Geenszins echter wil hij de zorgen van agenten wegwuiven. „Ik wil niet de koele statisticus uithangen en snap frustraties heel goed. Politiemensen krijgen niet alleen te maken met fysiek geweld, maar worden ook uitgescholden en bespuugd. Dat is goor en verwerpelijk. Agressief tuig blijft voor de politie een serieus probleem.”
Het is niet zinvol om telkens te roepen om meer wapens, stelt Timmer. „Het vraagstuk rond gevaar en geweld in politiewerk is complex. De suggestie dat je met de simpele aanschaf van een wapen alle problemen oplost, is vals.”
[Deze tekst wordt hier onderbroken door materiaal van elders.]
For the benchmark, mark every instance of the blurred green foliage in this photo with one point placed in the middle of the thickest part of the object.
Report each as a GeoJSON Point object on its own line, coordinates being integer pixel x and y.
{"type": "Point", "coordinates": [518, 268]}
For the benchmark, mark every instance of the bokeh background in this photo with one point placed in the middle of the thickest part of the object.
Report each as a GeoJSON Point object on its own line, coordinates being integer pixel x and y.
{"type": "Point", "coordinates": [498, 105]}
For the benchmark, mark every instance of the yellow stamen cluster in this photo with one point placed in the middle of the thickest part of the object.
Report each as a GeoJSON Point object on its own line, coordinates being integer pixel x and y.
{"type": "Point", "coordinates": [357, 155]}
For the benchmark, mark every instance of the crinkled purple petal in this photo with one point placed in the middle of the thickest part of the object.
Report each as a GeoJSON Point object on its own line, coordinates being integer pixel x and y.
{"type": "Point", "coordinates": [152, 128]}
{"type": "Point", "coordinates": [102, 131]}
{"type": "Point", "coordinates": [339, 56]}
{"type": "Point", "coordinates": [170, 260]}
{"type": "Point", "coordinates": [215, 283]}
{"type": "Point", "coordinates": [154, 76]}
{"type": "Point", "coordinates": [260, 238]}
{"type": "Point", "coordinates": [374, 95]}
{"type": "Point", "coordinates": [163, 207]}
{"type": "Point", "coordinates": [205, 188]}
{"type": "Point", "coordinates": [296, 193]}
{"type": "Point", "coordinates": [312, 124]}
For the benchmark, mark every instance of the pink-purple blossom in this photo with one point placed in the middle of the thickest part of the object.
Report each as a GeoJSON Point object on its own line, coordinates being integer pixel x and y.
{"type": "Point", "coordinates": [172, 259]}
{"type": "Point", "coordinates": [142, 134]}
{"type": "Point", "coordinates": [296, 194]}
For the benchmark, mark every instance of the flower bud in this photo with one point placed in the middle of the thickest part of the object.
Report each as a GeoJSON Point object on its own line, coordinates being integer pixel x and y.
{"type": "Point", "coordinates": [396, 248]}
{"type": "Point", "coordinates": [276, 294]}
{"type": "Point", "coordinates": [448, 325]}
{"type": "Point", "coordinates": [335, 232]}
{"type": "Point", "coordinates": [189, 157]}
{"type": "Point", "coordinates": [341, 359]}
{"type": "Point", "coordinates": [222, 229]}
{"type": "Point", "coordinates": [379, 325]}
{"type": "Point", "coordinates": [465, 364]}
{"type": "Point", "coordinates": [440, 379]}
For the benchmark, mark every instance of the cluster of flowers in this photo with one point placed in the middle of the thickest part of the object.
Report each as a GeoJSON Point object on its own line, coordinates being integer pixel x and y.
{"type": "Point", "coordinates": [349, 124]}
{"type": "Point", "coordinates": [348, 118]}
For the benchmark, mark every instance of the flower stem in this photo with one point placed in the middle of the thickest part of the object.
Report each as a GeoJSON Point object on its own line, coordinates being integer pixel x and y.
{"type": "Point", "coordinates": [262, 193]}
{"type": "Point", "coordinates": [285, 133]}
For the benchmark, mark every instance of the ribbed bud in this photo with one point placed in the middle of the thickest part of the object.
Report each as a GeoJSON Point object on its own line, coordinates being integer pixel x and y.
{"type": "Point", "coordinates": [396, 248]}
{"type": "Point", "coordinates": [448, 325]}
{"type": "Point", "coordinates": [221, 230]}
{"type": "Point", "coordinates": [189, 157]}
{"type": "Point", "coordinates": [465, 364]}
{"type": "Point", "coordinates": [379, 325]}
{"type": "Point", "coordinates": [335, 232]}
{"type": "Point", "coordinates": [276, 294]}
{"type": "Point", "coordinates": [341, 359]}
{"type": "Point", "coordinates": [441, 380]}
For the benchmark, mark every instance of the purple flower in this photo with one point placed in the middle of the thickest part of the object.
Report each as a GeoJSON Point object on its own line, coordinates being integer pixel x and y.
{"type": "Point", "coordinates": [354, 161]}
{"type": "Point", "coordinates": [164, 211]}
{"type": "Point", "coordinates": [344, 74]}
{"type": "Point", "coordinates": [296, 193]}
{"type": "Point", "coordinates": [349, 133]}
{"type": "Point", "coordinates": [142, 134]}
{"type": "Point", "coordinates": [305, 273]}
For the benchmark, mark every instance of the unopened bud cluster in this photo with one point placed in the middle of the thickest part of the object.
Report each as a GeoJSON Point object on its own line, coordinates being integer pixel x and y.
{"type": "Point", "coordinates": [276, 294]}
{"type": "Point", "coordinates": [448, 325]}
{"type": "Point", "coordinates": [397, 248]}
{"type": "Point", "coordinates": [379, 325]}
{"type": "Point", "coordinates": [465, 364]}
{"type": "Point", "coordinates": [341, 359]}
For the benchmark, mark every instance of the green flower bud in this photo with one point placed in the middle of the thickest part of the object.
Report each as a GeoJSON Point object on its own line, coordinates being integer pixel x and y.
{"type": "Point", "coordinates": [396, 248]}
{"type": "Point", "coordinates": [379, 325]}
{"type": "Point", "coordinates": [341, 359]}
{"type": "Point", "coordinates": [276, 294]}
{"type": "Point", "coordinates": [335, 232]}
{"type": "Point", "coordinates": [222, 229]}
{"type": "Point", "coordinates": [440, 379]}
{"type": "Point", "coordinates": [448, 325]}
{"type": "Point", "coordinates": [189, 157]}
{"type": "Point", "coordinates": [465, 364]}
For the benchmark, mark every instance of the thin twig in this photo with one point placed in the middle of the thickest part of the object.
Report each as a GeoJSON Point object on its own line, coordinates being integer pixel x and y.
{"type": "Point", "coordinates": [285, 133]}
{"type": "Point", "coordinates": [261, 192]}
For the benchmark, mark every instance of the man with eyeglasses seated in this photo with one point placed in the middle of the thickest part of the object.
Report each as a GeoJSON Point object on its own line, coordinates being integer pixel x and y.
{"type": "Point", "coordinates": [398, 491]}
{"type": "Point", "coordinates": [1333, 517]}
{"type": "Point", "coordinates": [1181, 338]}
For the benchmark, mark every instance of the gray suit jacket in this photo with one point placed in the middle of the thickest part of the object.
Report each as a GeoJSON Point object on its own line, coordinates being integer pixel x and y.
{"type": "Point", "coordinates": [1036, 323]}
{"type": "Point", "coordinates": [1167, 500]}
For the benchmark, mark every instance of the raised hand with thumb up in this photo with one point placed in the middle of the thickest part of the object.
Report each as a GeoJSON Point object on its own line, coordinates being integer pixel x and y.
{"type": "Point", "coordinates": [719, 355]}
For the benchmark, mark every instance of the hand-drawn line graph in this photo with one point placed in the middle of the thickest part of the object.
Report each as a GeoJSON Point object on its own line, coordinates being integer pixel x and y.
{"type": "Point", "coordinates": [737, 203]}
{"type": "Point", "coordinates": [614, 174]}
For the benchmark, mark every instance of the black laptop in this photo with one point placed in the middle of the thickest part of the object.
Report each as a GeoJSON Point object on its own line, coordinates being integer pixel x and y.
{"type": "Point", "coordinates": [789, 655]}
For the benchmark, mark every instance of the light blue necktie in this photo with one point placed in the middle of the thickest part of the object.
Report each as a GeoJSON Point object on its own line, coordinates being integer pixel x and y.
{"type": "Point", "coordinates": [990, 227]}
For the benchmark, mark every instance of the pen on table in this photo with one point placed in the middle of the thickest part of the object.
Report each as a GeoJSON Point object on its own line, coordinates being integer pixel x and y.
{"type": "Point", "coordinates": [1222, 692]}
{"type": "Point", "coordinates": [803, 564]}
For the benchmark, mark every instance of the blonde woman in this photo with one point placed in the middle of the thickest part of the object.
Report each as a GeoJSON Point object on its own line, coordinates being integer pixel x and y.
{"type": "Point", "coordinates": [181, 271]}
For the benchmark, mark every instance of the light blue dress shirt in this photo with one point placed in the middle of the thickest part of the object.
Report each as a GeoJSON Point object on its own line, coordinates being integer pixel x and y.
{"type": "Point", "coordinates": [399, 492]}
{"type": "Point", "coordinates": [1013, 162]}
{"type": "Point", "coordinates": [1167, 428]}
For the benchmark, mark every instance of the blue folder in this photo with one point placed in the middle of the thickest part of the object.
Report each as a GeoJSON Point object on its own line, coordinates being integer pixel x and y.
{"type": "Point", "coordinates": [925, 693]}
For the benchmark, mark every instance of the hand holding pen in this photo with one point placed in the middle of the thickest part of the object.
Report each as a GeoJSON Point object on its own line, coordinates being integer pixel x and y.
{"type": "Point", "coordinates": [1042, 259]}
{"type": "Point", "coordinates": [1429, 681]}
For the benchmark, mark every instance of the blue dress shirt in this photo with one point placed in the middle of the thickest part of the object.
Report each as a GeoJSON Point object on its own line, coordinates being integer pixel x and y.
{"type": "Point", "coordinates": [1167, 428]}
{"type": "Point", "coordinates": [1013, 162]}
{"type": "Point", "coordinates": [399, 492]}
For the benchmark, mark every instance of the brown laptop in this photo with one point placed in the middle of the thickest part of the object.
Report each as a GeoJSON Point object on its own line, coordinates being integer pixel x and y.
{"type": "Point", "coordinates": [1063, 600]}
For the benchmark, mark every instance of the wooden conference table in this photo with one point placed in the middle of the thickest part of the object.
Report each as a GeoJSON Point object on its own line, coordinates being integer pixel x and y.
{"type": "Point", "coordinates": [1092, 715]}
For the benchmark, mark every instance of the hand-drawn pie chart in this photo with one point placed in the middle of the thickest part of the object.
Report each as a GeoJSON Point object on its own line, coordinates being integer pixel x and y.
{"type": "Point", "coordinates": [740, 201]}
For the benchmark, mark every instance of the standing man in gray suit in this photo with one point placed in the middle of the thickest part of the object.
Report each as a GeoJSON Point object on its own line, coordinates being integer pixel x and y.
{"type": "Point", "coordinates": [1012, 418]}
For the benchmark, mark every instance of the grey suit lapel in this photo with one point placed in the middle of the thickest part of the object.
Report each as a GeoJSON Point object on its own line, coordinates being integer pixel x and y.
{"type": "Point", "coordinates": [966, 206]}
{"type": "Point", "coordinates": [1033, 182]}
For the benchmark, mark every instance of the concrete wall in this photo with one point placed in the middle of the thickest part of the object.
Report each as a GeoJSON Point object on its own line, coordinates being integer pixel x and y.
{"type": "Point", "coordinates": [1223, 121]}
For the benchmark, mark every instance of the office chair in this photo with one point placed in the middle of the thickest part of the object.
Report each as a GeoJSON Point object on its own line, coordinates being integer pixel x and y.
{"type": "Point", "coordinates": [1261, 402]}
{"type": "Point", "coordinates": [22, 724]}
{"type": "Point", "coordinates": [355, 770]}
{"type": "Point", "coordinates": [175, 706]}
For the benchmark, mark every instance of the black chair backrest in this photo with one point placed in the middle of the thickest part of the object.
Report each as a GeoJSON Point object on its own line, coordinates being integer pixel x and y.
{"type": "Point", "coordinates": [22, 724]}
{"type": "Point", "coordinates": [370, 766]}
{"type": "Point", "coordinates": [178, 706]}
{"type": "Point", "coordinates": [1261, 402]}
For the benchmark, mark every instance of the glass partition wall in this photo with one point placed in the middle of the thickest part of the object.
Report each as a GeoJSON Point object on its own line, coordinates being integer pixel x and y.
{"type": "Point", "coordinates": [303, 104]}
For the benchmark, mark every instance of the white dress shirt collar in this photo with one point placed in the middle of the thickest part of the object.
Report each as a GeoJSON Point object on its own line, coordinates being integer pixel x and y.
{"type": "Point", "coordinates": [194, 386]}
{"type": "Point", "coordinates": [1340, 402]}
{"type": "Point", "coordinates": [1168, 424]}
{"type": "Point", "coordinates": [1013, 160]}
Nodig is volgens hem dat de politie meer werk maakt van de training van de beroepsvaardigheden, zoals het oefenen van wapengebruik en aanhoudingstechnieken. „Agenten dienen op een van de pakweg 25 trainingscentra minimaal 32 uur per jaar hun vaardigheden te trainen. Die 32 uur wordt verdeeld over vier dagen, waarin ook twee toetsmomenten zitten. Die twee toetsmomenten nemen bij elkaar zo’n 12 uur in beslag. Dan blijft er 20 uur voor training over. In de praktijk oefenen veel agenten echter een stuk minder. Ze laten die training vaak versloffen, bijvoorbeeld omdat ze zeggen dat ze het te druk hebben. Ik maak me echt zorgen over die laksheid. Ik kom geregeld in politietrainingscentra en hoor van trainers dat de opkomst nogal eens bedroevend laag is. Ook in dossiers van de rijksrecherche, waarin optreden van de politie wordt onderzocht, lees ik nogal eens dat agenten niet voldoen aan hun trainingsverplichting van minimaal 32 uur per jaar.”
Politiekogel
De bewapening van de politie is de afgelopen decennia „zeker verbeterd”, zegt Timmer, die in een onderzoeksgroep zit die de proef met stroomwapens gaat evalueren. „Pepperspray heeft zijn nut bewezen. Verder is het in 2013 ingevoerde dienstpistool, de Walther P99Q NL, duidelijk beter dan zijn voorganger, de Walther P5. Ook politiekogels zijn nu effectiever. Met de vroegere zogeheten volmantelmunitie moest een agent soms meerdere keren op iemands been schieten, voordat hij neerviel. De huidige politiekogel veroorzaakt in een keer meer letsel. Vergeleken met vroeger heeft een verdachte minder verwondingen, omdat veelal maar één schot nodig is.”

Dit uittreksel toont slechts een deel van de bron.